Polar classique – Moriarty, d’Anthony Horowitz

Autant vous le dire tout de suite : je n’ai encore jamais rien lu d’aussi déconcertant !

Tout commence en 1891, à Reichenbach, ce petit village de Suisse où Sherlock Holmes et son ennemi juré, le professeur Moriarty, auraient trouvé la mort. C’est pour interroger le professeur au sujet d’une lettre qu’il aurait reçue de Clarence Devereux, l’insaisissable chef de la pègre américaine, que Frederick Chase, un détective de l’agence Pinkerton à New York, a fait le voyage jusqu’en Europe. Mais il est trop tard : au lieu des informations qu’il espérait, Chase ne recueille que la vision d’un cadavre, le seul qu’on ait trouvé au pied des chutes près desquelles Holmes et Moriarty se sont affrontés. Un cadavre, sans doute celui de Moriarty, puisqu’à l’évidence, ce n’est pas Holmes. L’ennui, c’est qu’à part Holmes lui-même, personne n’a jamais vu le professeur, du moins de manière à pouvoir l’identifier formellement. Un cadavre, donc, qui ne peut plus rien apprendre à qui que ce soit. Peut-être que si, en réalité : grâce à Athelney Jones, un inspecteur dépêché par Scotland Yard et formé aux méthodes de Sherlock Holmes, Chase découvre sur le corps de Moriarty une lettre codée qui va conduire les deux hommes de Reichenbach à Londres. Commence alors une traque sans relâche : le « Napoléon du crime » a disparu, sa place est vacante et si Devereux a bien contacté Moriarty pour une alliance « transatlantique », la nouvelle de la mort du professeur risque bien de déclencher un déferlement de violence par laquelle Devereux s’imposerait comme un successeur naturel de celui qui aurait pu devenir son associé. D’ailleurs les lieutenants de Devereux sont déjà dans la place… Mais ils tombent, l’un après l’autre, mystérieusement assassinés. Torture, enlèvement, manipulation, attentat : Chase et Jones remontent lentement la piste de Devereux, toujours plus près du danger, jusqu’à ce que…

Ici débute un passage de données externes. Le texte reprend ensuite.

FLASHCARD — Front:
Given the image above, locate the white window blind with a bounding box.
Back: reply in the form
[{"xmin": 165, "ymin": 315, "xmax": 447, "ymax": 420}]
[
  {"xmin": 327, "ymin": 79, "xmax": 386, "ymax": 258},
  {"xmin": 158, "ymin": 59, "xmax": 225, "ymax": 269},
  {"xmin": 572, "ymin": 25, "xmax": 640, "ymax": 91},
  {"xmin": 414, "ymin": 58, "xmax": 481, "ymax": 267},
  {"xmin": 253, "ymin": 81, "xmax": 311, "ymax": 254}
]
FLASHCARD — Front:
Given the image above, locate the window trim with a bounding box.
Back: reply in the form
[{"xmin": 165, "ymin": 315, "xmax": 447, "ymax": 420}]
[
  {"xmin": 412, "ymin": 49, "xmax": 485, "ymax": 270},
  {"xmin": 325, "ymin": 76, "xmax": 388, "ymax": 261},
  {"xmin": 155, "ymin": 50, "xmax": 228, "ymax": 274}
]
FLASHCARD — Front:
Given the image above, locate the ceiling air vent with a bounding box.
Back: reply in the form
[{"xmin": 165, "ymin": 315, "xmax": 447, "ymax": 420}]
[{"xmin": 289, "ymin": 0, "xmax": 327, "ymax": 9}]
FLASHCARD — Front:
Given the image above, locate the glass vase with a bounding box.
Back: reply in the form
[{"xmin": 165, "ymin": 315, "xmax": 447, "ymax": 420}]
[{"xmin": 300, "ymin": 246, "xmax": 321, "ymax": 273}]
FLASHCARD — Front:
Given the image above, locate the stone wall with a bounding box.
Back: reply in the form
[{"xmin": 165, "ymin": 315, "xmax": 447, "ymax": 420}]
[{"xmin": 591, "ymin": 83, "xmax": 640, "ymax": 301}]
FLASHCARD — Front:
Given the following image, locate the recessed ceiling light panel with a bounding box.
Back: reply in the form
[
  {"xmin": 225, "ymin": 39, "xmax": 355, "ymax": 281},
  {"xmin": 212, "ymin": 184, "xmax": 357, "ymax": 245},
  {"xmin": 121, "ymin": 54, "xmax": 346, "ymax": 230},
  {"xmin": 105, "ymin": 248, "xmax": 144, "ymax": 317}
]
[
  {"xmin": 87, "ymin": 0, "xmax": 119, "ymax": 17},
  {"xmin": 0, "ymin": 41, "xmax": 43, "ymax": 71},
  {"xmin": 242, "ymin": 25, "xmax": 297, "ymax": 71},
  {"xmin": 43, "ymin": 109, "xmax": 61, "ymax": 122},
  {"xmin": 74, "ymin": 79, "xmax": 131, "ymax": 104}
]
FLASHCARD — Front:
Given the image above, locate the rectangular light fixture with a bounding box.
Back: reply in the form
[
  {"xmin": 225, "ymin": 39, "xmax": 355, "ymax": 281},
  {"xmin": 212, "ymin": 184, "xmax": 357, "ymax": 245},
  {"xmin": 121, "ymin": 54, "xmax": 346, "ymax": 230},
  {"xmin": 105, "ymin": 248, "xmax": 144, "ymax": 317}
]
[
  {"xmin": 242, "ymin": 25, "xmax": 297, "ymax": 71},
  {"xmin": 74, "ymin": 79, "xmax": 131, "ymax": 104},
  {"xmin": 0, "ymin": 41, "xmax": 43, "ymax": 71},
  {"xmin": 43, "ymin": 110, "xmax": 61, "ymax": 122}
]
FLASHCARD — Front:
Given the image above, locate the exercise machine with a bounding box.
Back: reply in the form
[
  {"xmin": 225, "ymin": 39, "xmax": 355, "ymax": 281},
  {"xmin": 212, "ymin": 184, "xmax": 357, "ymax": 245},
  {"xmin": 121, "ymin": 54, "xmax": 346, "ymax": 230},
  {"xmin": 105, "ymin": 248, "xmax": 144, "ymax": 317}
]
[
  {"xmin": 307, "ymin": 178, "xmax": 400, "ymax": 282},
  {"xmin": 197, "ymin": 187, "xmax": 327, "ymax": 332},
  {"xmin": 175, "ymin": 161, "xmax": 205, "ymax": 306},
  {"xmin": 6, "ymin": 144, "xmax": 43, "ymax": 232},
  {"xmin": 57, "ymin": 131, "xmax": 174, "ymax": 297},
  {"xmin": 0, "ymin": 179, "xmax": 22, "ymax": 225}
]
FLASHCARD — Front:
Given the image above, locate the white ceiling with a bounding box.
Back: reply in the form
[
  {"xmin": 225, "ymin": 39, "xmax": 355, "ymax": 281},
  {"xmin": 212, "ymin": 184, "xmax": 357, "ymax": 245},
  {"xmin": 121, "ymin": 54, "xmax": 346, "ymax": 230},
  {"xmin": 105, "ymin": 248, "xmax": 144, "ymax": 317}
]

Non ! Vous n’y songiez pas sérieusement ? Vous ne pensiez pas que j’allais vous raconter la fin ? Si ? Eh bien, non ! Croyez-moi : vous avez tout à gagner à aller la découvrir vous-même, cette chute si étonnante que j’en suis réellement tombée à la renverse. Un truc de dingue ! A n’en pas croire ses yeux…

Au premier abord, ce roman ne présente rien qui puisse réellement retenir un lecteur qui ne serait pas déjà fan du détective de Baker Street. Le postulat de départ est relativement enthousiasmant, voire prometteur : le professeur est mort et on va s’intéresser à ce qui s’est passé à Londres directement après la dissolution de sa bande. Une manière d’amener le projecteur sur ces trois années qui séparent Le Dernier Problème de Reichenbach de La Maison vide, qui signe le retour de Holmes aux affaires, puisque, comme vous le savez sans doute, ce dernier n’est pas mort en Suisse. Alors, pourquoi pas ?

Très vite, cependant, même quand on aime l’univers holmésien, on se demande ce qu’on fait là. Ce n’est pas mal, mais ce n’est pas ça. C’est un classique dans lequel Jones et Chase – un bon duo, au demeurant –  « jouent » à être Holmes et Watson, et ça sonne faux. Les personnages sont assez attachants, et l’intrigue est bien ficelée, si on aime ce genre-là et qu’on est capable de faire abstraction d’un rythme parfois un peu poussif. Il y a quand même de l’action, du style, des éléments qui rappellent Conan Doyle, comme l’étonnante rencontre avec John Clay (Les Têtes Rouges) et aussi cette manière d’opposer la Grande-Bretagne au Nouveau Monde. Mais rien à faire, ça ne décolle pas ! Après La Maison de Soie, je m’attendais à beaucoup mieux que ça. Je ne me suis jamais vue dans cet état : persuadée d’avoir attrapé un tout bon livre – genre de ce qui s’est fait de mieux depuis l’invention du salami en tranches – et obligée de me motiver chaque jour pour en lire quelques pages, comme mes élèves autrefois avec les lectures que je leur imposais, luttant constamment contre la tentation de laisser tomber et de passer à autre chose… jusqu’à cette fin ! L’avant-dernier chapitre est une véritable bombe : jamais aucun livre ne m’avait fait cet effet-là ! Les mots me manquent et rien que d’y repenser, j’en suis encore chamboulée. C’est aussi la première fois que ma patience face à un récit qui me donnait l’impression de s’enliser est récompensée aussi magnifiquement.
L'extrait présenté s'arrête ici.